REPUBLIKA.CO.ID, TEHERAN – Menteri Luar Negeri Iran Hossein Amirabdollahian menyerukan Amerika Serikat (AS) mencairkan aset Afghanistan yang dibekukan setelah Taliban menguasai kembali negara tersebut. Saat ini Afghanistan diketahui sedang menghadapi krisis kemanusiaan.
“Aset Afghanistan yang diblokir Amerika harus digunakan untuk tujuan kemanusiaan dan peningkatan kondisi di Afghanistan,” kata kata Amirabdollahian setelah bertemu Menteri Luar Negeri Taliban Amiran Khan Mutaqqi di Teheran, Senin (10/1/2022).
Setelah Taliban merebut kekuasaan pada Agustus tahun lalu, Washington diketahui membekukan aset cadangan bank sentral Afghanistan senilai lebih dari 9 miliar dolar AS. "Pertempuran bangsa Afghanistan yang pemberani telah menunjukkan bahwa tidak ada kekuatan asing yang dapat menduduki Afghanistan dan memerintah di sana," ujar Amirabdollahian.
Meski Amirabdollahian melakukan pertemuan dengan Mutaqqi, Iran belum secara resmi mengakui pemerintahan Taliban atas Afghanistan. Presiden Iran Ebrahim Raisi telah menyerukan pembentukan pemerintahan inklusif di Afghanistan.

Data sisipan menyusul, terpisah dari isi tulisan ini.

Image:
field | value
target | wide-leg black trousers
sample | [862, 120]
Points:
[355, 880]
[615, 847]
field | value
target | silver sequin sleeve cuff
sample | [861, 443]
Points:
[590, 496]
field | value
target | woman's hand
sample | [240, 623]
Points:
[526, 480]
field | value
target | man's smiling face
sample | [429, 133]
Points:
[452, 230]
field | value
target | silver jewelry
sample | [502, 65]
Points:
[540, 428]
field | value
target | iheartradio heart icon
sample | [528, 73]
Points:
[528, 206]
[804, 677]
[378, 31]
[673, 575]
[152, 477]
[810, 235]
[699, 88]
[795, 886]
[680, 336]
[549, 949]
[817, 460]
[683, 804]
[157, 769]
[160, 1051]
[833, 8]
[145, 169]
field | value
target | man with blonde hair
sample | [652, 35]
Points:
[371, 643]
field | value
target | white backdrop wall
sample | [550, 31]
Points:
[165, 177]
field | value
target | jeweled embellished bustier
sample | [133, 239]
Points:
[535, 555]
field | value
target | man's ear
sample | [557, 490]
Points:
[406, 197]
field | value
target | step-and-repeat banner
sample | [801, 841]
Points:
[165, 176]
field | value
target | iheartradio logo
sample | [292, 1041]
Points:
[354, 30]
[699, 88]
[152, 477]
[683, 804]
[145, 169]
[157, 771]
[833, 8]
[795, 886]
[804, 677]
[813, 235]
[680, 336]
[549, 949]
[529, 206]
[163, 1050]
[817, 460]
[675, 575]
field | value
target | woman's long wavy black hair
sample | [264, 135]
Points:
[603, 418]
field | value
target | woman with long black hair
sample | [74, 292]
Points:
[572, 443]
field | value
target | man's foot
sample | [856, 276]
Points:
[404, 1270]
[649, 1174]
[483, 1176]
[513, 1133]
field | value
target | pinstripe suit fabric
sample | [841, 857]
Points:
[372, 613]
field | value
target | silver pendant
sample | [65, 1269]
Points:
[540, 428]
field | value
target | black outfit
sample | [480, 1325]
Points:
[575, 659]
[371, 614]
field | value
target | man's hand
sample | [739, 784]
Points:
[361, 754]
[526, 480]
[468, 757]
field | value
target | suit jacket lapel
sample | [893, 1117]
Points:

Menurutnya, penting bagi rakyat di sana untuk tak merasa bahwa Afghanistan hanya dimiliki satu kelompok atau golongan saja. “Semua upaya kami adalah untuk pemerintahan di Afghanistan yang rakyat merasa milik semua kelompok dan etnis di Afghanistan serta menjamin perdamaian di negara tersebut,” kata Raisi pada 30 Desember tahun lalu.
Dia menekankan, ketidakamanan di Afghanistan bisa berdampak pada Iran. Terkait hal itu, Raisi memuji kelompok-kelompok di Afghanistan seperti Haidarioun, Zaynabiun, dan militan Fitimiyun, yang memerangi ISIS. Ia menilai, ISIS dan kelompok ekstremis lainnya yang masih berada di Afghanistan mempunyai tujuan mencegah perdamaian dan keamanan di negara tersebut.
Raisi mengungkapkan, saat ini hampir 4 juta warga Afghanistan tinggal di Iran. Mereka berbaur dan hidup berdampingan dengan masyarakat Iran. Sejak menguasai kembali Afghanistan pada pertengahan Agustus lalu, Taliban memang belum menunjukkan tanda-tanda akan membentuk pemerintahan inklusif.
Dalam pemerintahan Taliban saat ini, semua jajaran kabinetnya merupakan anggota mereka. Ada pula beberapa tokoh yang merupakan loyalis Taliban. Tak hanya soal inklusivitas dalam pemerintahan, Taliban juga belum memenuhi janjinya perihal pemenuhan hak-hak wanita Afghanistan, terutama di bidang pendidikan dan perwakilan politik.